The duke has banished his brother, who has gone off into the forest to live in what looks like a travellers camp with assorted allies who include the melancholy Madame Jacque. Olivia has reached the end of her nasty tether with her charming younger brother Orlando, and she’s plotting to get him out of her hair by foul means.

And now the duke has taken against his niece Rosalind, and thrown her out too, not realising that so powerful is her relationship with his daughter Celia that one won’t go without the other.

So Orlando, with a faithful old servant Eve, and Rosalind, Celia and their favourite clown Touchstone, are all roaming the forest.

This is a play about love at first sight and mistaken identity, about violent passions and romantic dreams.

The changes wrought in this production increase its power, retaining the poetry of the original and adding in some of the most enigmatic and beautiful of the Sonnets.

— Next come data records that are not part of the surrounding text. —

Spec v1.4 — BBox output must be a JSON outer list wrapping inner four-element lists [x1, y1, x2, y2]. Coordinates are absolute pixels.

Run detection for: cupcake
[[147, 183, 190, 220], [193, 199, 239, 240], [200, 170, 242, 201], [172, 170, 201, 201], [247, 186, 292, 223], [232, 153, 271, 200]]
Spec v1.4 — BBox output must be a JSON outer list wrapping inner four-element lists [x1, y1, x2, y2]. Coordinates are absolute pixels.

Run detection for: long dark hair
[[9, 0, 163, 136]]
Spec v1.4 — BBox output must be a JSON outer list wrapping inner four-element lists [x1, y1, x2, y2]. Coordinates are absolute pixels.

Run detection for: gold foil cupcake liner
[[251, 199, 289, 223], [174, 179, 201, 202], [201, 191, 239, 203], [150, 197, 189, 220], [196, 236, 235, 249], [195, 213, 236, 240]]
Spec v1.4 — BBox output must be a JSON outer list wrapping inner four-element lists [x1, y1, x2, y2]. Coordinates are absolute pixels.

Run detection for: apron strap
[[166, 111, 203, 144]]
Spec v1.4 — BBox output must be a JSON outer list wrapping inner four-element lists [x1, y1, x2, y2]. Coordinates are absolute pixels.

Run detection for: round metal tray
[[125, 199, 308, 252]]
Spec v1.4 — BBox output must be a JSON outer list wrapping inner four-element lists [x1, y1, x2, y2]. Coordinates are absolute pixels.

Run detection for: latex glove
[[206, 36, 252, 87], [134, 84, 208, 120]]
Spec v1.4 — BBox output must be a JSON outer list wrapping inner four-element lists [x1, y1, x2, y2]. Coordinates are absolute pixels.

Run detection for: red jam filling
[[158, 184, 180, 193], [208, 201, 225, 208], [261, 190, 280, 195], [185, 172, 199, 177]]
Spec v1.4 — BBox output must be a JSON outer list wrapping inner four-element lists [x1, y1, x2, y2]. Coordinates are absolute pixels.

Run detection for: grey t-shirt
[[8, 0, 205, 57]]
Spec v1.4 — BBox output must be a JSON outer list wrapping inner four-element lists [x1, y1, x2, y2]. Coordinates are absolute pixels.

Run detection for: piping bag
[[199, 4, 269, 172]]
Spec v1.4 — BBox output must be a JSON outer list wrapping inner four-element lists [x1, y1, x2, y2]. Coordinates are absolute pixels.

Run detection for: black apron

The second AUB production in four weeks to be double-cast, it seems almost unfair to write about one company, when the other is hot on their heels.

Cast X has Holly McLachlan in an extraordinary performance as a truly gender neutral Orlando. Shakespearean productions had boys playing the female roles. Here we have a hero who is all teenage boy, and her/his passion is irresistibly powerful.

Playing what is usually his brother, but here his sister Olivia Camille Bell falls for Celia (Lucy Sykes) and you never bat an eyelid ­ how far we have moved.

Royston Paul manages the set-piece speech The Seven Ages of Man with burning clarity, and you wonder if he should get used to the heels or we (the audience) should see that OF COURSE Jacques was always a transvestite in denial.

Dominique Thomas is a lovely Phoebe and Christian Ronnie Smith a painfully ardent Sylvius.

With music hall, bawdy wrestling scenes, deprivation and institutionalised torture, this is a production for all times, but specially for now.

I just hope that the concept, and the production, prove to have legs, and we will see it tour and perform for a much wider audience.